- By Victor Mejia
At the Congressional Black Caucus Foundation’s Annual Legislative Conference (ALC54), a standing-room panel—“AI for All: Unlocking the Potential of AI in Healthcare for Black Communities”—took on a timely question: can artificial intelligence help close long-standing gaps in care, or will it hard-wire them deeper?
The conversation, moderated by Sandra Ajisafe (Healthcare Executive Director, Genentech), featured Rep. Janelle Bynum (US Congresswoman), Dr. Gary Puckrein, president and CEO of the National Minority Quality Forum (NMQF), Waves Mowatt-Kane (Director, Experience Design & Head of Human-Centered Design, Genentech), and Davidek Herron (Chief Digital Experience Officer, Genentech). What followed was equal parts sober history lesson, practical roadmap, and call to action.
The promise—and the risk—of AI in health
AI can help—if we do it right. It can spot illness earlier, speed up and sharpen diagnoses, translate care plans into plain language (and the patient’s language), and use remote check-ins so people don’t have to miss work or travel far. With most older adults now using smartphones, telehealth can finally bring specialists into “medical deserts.”
But AI is only as good as the data we feed it. As Dr. Gary Puckrein noted, today’s data gaps come from a two-tier health system born in segregation. Many high-risk neighborhoods—like Houston’s Fifth Ward, a known cancer cluster—have few clinical trials and little consistent data. If we don’t collect data there, what exactly are we training AI on? The fix is concrete: build care and data infrastructure in the highest-risk ZIP codes—clinics, broadband, labs, community partnerships—then use AI to spot early warning signs and intervene sooner.
Trust must be co-created, not declared
Rep. Bynum pressed for representation and ethics from the start—beginning in K-12 and continuing through the research pipeline, regulation, and boardrooms. “Who’s at the table shapes which questions get asked—and which don’t,” she said, tying education to agency and, ultimately, to generational wealth.
Davidek Herron underscored that trust is built by being present, transparent about gaps, and accountable for closing them. That includes working with communities rather than building tools for them. Examples like culturally tuned chatbots and community-guided product design only exist because residents co-authored the work.

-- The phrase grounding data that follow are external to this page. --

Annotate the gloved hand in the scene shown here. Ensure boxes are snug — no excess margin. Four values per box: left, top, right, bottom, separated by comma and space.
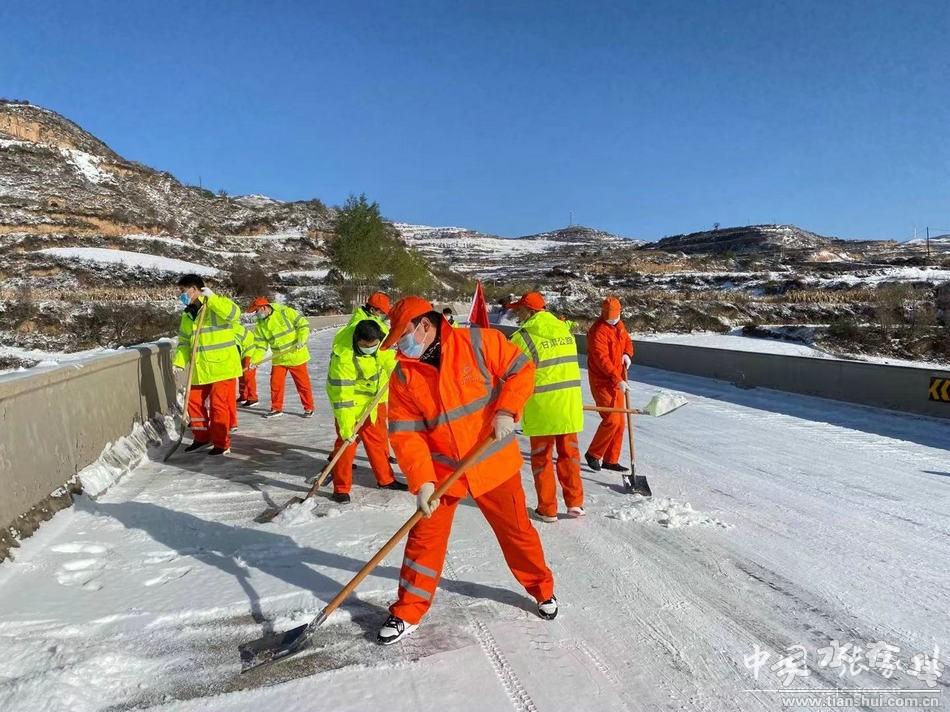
339, 423, 355, 441
417, 482, 439, 517
617, 380, 630, 393
622, 354, 631, 369
493, 411, 516, 440
247, 362, 258, 371
173, 366, 184, 375
200, 287, 215, 297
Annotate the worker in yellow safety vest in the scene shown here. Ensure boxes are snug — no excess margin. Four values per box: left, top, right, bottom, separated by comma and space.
347, 291, 391, 333
245, 297, 315, 419
508, 292, 585, 522
173, 274, 244, 456
325, 319, 407, 503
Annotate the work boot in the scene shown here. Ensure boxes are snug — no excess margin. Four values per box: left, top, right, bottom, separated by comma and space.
302, 410, 314, 418
331, 492, 351, 504
537, 596, 559, 620
378, 480, 408, 491
602, 462, 629, 473
263, 410, 283, 419
534, 509, 557, 524
584, 453, 602, 471
208, 447, 231, 456
184, 441, 211, 453
377, 615, 418, 645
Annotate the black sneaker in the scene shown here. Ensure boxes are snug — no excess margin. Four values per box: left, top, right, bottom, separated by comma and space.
602, 462, 630, 473
331, 492, 351, 504
377, 615, 418, 645
584, 453, 602, 472
537, 595, 558, 620
208, 447, 231, 456
302, 410, 314, 418
243, 399, 259, 408
378, 480, 408, 491
184, 441, 211, 453
263, 410, 283, 419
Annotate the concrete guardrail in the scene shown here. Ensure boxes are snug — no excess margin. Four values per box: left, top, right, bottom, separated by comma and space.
0, 314, 349, 557
495, 323, 950, 420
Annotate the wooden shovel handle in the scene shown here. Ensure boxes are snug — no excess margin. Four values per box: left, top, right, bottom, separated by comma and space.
317, 437, 496, 620
303, 384, 390, 499
625, 387, 636, 470
584, 405, 641, 415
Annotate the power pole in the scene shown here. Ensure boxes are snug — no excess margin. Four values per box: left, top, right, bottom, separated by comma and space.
927, 226, 930, 260
569, 211, 573, 227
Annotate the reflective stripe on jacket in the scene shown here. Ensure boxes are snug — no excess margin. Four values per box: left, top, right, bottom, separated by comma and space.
173, 295, 244, 385
387, 321, 535, 499
510, 310, 583, 437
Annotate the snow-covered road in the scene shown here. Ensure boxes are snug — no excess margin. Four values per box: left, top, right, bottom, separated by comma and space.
1, 327, 948, 711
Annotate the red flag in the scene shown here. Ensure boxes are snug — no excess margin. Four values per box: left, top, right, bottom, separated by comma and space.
468, 281, 490, 328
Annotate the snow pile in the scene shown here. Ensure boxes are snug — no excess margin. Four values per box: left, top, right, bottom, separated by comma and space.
606, 497, 731, 529
642, 391, 689, 417
270, 498, 344, 527
78, 420, 168, 497
59, 147, 114, 184
37, 247, 219, 277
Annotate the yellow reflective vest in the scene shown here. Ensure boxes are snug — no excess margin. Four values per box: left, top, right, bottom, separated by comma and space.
326, 323, 396, 440
510, 310, 583, 437
346, 305, 389, 336
173, 295, 244, 385
250, 303, 310, 367
233, 321, 255, 359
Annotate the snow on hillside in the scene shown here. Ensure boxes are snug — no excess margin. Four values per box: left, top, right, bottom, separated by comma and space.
0, 328, 947, 711
59, 147, 114, 185
37, 247, 219, 276
635, 331, 836, 358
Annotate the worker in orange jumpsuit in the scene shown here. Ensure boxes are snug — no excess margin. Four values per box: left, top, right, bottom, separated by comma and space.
376, 297, 558, 645
585, 296, 634, 473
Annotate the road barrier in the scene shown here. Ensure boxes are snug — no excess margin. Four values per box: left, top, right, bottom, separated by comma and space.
0, 314, 349, 559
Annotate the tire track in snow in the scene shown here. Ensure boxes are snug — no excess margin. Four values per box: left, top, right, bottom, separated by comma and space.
442, 558, 540, 712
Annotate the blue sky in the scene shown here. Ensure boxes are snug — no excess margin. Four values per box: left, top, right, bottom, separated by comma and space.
2, 1, 947, 240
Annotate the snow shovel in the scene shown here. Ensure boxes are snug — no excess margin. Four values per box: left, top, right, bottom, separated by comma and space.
239, 436, 496, 673
254, 385, 389, 523
621, 388, 651, 497
164, 304, 208, 462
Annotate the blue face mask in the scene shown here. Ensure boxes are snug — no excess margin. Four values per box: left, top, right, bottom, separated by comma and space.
397, 325, 425, 359
358, 344, 379, 355
606, 317, 620, 325
178, 293, 191, 307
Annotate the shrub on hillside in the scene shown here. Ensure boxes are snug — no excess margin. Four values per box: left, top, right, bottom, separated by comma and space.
229, 264, 271, 299
78, 303, 179, 348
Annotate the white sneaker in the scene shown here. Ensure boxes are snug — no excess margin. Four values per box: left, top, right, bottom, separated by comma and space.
567, 506, 586, 518
534, 509, 557, 523
376, 615, 418, 645
537, 595, 558, 620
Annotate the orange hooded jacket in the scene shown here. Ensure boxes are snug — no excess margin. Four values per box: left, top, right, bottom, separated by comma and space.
388, 321, 535, 499
586, 298, 634, 386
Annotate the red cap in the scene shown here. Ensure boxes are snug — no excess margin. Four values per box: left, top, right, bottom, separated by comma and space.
601, 297, 621, 320
381, 296, 434, 350
367, 291, 392, 316
247, 296, 270, 313
506, 291, 546, 312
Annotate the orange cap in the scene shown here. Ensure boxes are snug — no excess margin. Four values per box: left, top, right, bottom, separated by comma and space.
380, 296, 434, 350
367, 291, 392, 316
506, 291, 546, 311
601, 297, 621, 320
247, 296, 270, 313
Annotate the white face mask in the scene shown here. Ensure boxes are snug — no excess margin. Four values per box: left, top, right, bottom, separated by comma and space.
358, 343, 380, 355
606, 317, 620, 325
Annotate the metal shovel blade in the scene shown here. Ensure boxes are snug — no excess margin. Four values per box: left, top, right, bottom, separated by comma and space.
254, 496, 305, 524
622, 466, 653, 498
239, 622, 315, 673
641, 391, 688, 417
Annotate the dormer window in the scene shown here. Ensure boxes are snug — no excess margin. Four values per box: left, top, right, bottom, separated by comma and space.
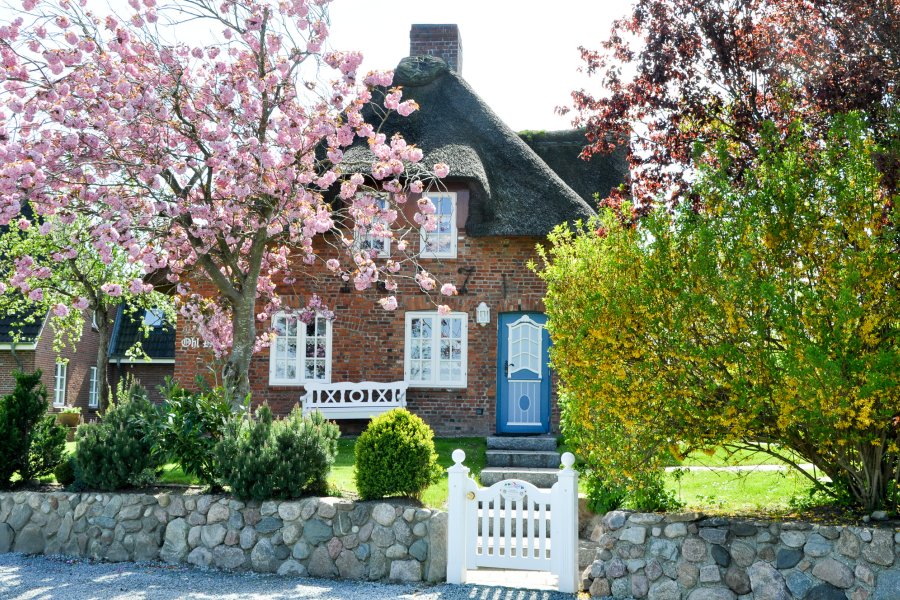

Train AI to conserve life—not just costs
A recurring theme was the need to align algorithms with the purpose of healthcare. “Train AI to conserve life,” Dr. Puckrein said, warning that if systems optimize for financial risk—via automated denials, prior authorization, or step therapy—they will reproduce inequity at scale. The counterweight is intentional design: feed models with representative community data, measure them on outcomes that matter to patients, and make those metrics visible.
Policy, IP, and the science pipeline
The panel called for protecting NIH investments and safeguarding intellectual property so biomedical innovation benefits patients without repeating past harms. Rep. Bynum cited The Immortal Life of Henrietta Lacks as a reminder that ethics and equity are inseparable from science. She also cautioned against the current anti-science climate, which threatens to set research and education back just as AI’s clinical potential accelerates.
Community examples—and what’s next
NMQF described its collaboration in Houston’s Fifth Ward with Quest Diagnostics to collect blood, genomic, and EHR data so AI can flag cancer risk years earlier and guide targeted interventions—precisely the kind of “build with” model the panel urged. More broadly, NMQF maintains a 25-year longitudinal dataset—millions of patient records across 100,000+ conditions—that can help researchers and communities co-design solutions if partners commit to applying findings through policy and practice, not just publishing them.
The panel closed with practical empowerment: get curious and use the tools. If an AI summary is wrong or incomplete, challenge it; human feedback helps correct models. Document lived experience, push for minority clinicians and data scientists in every phase of development, and insist that access keeps pace with innovation so approvals and coverage don’t become the new chokepoints.
Bottom line
AI can be a lever for health equity—but only if it’s trained on representative data, governed by ethics, co-built with communities, and judged by whether it extends healthy, high-quality lives. That requires engineers and advocates, funders and policymakers, patients and clinicians, all pulling in the same direction.
ALC54’s message was clear: don’t build the future about Black communities; build it with Black communities—and measure success in lives conserved.